Après la Déclaration de Politique Générale (DPG), l‘heure est à la mise en place des Débatteurs Pour le Gouvernement (DPG). La stratège et non moins chef du gouvernement, Aminata Touré, n’a pas tort de mettre progressivement en ordre de bataille – on peut multiplier à l’infini les variations autour de la traduction élastique du sigle – son détachement de Défenseurs Patentés du Gouvernement (DPG). En effet, le Premier ministre, femme politique devant l’Eternel, est persuadé qu’un gouvernement vaut ce que vaut le soutien qu’il trouve auprès de l’opinion. Une conviction qui colle à celle de Napoléon : « Trois journaux font plus mal que mille baïonnettes ». A cette aune-là, la toile ou le web fait, aujourd’hui, plus mal qu’un wagon de bazookas.
En vérité, la majorité – de facto dirigée au quotidien par Mme Aminata Touré – comble une lacune bêtement négligée, jusque-là.
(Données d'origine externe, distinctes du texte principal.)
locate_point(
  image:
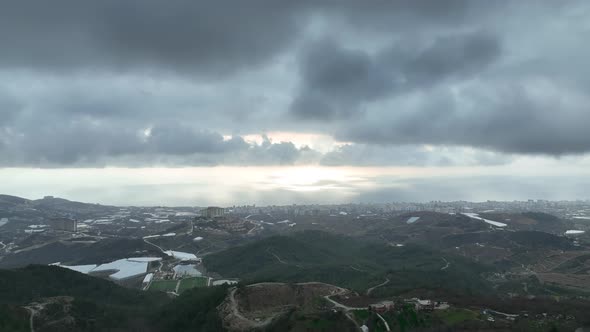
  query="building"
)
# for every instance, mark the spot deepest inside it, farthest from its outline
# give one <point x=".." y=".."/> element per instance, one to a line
<point x="382" y="306"/>
<point x="212" y="212"/>
<point x="63" y="224"/>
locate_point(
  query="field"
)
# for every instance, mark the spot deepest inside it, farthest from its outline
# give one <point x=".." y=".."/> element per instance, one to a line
<point x="164" y="285"/>
<point x="454" y="316"/>
<point x="192" y="283"/>
<point x="571" y="280"/>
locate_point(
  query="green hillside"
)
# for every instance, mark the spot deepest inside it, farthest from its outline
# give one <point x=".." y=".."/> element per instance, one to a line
<point x="100" y="305"/>
<point x="347" y="262"/>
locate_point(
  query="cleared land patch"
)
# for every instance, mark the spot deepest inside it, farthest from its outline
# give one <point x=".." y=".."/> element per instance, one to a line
<point x="164" y="285"/>
<point x="189" y="283"/>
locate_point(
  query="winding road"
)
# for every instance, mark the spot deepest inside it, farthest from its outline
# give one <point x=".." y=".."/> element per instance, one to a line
<point x="446" y="266"/>
<point x="381" y="284"/>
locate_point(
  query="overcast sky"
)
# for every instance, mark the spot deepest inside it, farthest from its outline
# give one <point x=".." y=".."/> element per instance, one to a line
<point x="373" y="90"/>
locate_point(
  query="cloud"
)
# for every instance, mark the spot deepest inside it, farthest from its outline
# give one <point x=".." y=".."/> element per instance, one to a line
<point x="526" y="118"/>
<point x="82" y="83"/>
<point x="411" y="155"/>
<point x="206" y="37"/>
<point x="336" y="81"/>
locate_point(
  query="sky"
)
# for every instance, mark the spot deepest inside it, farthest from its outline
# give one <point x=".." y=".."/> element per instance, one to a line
<point x="150" y="102"/>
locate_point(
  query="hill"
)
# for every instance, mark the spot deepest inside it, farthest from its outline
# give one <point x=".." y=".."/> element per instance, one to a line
<point x="531" y="221"/>
<point x="347" y="262"/>
<point x="69" y="253"/>
<point x="71" y="301"/>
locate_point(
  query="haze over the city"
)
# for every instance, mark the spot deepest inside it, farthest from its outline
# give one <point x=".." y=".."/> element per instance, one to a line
<point x="279" y="102"/>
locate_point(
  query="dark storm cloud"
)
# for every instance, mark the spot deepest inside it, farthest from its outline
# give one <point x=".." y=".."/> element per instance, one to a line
<point x="207" y="36"/>
<point x="336" y="80"/>
<point x="410" y="155"/>
<point x="204" y="36"/>
<point x="81" y="82"/>
<point x="510" y="120"/>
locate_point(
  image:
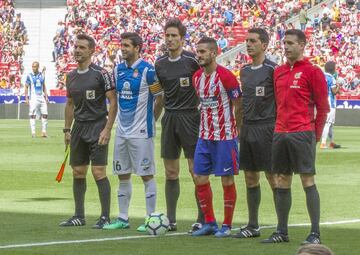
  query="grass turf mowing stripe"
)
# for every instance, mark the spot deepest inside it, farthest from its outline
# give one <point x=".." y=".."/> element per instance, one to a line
<point x="12" y="246"/>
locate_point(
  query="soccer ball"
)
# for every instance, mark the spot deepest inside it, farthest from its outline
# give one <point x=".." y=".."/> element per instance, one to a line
<point x="157" y="224"/>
Sous tous les cieux démocratiques, les tenants du pouvoir et leurs alliés servent, à la fois, de boucliers et d’épées aux régimes établis. Car il est politiquement inadmissible que les membres de la Nomenklatura (bénéficiaires d’avantages prévus, de privilèges légaux et souvent de faveurs excessives) se taisent et se terrent, lorsque l’averse des critiques de l’opposition ou les rouspétances sonores de l’opinion accablent et acculent le gouvernement qui est justement la machine à distribuer les honneurs et…les honoraires.
En un mot : on sert un régime avec ardeur ou on le quitte avec grandeur. Toute autre attitude, notamment muette et amorphe, (du ministre comme du militant) transforme la mission exaltante en un méchoui succulent. Le Président Senghor avait ses janissaires toujours jetés dans l’âpre bataille pour la conquête de l’opinion publique. Le senghorisme triomphant avait ses gardes-chiourmes toujours gonflés à bloc : Bara Diouf, Djibo Ka, Mocktar Kébé, l’ambassadeur Seyni Mbengue, Abdou Salam Kane alias ASAK etc.
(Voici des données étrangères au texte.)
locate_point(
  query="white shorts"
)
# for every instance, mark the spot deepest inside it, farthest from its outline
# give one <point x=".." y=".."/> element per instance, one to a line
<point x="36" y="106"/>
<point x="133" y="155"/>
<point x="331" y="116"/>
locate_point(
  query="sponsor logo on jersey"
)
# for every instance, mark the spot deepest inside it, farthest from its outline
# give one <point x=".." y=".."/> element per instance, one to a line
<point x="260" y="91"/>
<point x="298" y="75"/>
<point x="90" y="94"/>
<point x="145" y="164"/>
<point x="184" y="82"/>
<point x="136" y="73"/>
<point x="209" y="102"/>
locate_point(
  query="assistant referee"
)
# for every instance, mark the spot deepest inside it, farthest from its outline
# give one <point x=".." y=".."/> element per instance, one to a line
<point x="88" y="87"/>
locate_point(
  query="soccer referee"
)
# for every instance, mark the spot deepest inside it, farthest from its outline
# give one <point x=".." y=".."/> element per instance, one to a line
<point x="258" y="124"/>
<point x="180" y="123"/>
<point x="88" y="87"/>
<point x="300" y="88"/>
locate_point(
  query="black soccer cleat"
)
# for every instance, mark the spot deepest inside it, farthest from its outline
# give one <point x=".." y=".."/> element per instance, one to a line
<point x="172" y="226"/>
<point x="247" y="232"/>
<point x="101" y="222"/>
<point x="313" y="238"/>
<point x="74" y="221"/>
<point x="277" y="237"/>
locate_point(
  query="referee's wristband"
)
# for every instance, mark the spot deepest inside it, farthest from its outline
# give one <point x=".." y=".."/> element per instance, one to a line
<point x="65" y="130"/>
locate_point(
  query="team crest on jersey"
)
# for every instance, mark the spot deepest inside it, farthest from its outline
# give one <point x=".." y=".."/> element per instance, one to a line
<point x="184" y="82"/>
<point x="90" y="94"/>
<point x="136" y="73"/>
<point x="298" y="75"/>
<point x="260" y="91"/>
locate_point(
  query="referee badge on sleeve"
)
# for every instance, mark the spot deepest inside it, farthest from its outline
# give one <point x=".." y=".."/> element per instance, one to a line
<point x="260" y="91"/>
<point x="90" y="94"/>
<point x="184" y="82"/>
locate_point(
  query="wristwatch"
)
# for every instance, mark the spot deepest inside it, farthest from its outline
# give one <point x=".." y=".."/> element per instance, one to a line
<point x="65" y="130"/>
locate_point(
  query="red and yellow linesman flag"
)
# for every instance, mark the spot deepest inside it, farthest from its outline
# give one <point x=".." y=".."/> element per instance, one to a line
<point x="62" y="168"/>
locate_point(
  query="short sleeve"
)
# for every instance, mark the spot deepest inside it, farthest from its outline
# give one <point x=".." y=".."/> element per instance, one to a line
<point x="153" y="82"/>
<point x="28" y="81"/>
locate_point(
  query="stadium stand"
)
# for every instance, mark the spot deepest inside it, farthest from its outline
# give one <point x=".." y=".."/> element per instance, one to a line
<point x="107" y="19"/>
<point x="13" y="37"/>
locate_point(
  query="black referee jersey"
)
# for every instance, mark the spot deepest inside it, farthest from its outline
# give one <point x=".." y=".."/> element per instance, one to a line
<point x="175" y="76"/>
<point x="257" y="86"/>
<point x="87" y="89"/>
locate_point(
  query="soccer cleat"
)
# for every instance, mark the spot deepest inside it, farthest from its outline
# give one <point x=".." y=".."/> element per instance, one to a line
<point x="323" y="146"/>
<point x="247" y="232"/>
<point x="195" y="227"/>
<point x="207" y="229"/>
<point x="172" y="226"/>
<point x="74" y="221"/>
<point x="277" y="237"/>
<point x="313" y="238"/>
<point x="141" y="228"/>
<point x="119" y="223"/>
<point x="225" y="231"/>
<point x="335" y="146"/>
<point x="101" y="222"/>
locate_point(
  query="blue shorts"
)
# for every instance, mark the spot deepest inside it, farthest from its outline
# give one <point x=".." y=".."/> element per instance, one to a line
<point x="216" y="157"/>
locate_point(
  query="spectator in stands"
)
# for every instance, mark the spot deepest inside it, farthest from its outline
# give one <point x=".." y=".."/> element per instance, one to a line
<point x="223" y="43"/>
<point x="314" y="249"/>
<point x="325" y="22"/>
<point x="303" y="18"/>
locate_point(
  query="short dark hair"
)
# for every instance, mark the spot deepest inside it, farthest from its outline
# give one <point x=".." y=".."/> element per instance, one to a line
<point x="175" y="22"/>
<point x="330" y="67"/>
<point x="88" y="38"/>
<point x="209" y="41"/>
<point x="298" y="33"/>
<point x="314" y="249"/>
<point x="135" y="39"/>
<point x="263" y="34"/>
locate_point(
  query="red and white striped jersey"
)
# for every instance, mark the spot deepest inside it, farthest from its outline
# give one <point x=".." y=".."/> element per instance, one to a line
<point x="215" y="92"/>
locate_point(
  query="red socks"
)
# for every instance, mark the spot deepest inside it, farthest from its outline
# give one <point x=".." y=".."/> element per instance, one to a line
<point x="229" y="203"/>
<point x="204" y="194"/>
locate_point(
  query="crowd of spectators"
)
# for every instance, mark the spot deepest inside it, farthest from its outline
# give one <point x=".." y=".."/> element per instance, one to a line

Et quand les commandos (socialistes) de la plume et du micro s’essoufflaient, les artilleurs de la trempe d’Habib Thiam, de feu Daouda Sow, de Jacques Baudin (tous présents dans la rédaction de la revue « Ethiopiques » et dans celle du journal « L’Unité Africaine ») prenaient le relais, en entrant vigoureusement dans la mêlée. On a encore, frais dans la mémoire, le souvenir des tirs bien ajustés et très dévastateurs du grand latiniste Kader Fall contre le cinéaste Ousmane Sembène et le chercheur Cheikh Anta Diop. Deux adversaires farouches de Léopold Sédar Senghor.
L’arrivée au pouvoir du Président Diouf, en 1981, a rajeuni l’équipe des débatteurs du Parti socialiste, avec la montée au front (médiatique) de jeunes voltigeurs, non moins pugnaces dans le débat, à l’image de Cheikh Tidiane Dièye, Abdoulaye Elimane Kane, Max Magamou Mbaye et Mouhamadou M. Dia. De son côté le quotidien national « Le Soleil » – organe officiellement non partisan, mais nourri budgétairement au biberon de l’Etat socialiste – jouait sa partition, avec des Directeurs Généraux triés sur le volet ; parce que capables de signer des éditoriaux au vitriol contre l’opposition. Et, bien entendu, de présenter la politique gouvernementale sous un jour trop favorable. Tâche redoutable durant cette période marquée par l’éprouvant Programme d’Ajustement Structurel (PAS). Après le monumental Bara Diouf, Alioune Dramé et ses successeurs s’y attelèrent avec ferveur, jusqu’en 2000, année de la première alternance démocratique.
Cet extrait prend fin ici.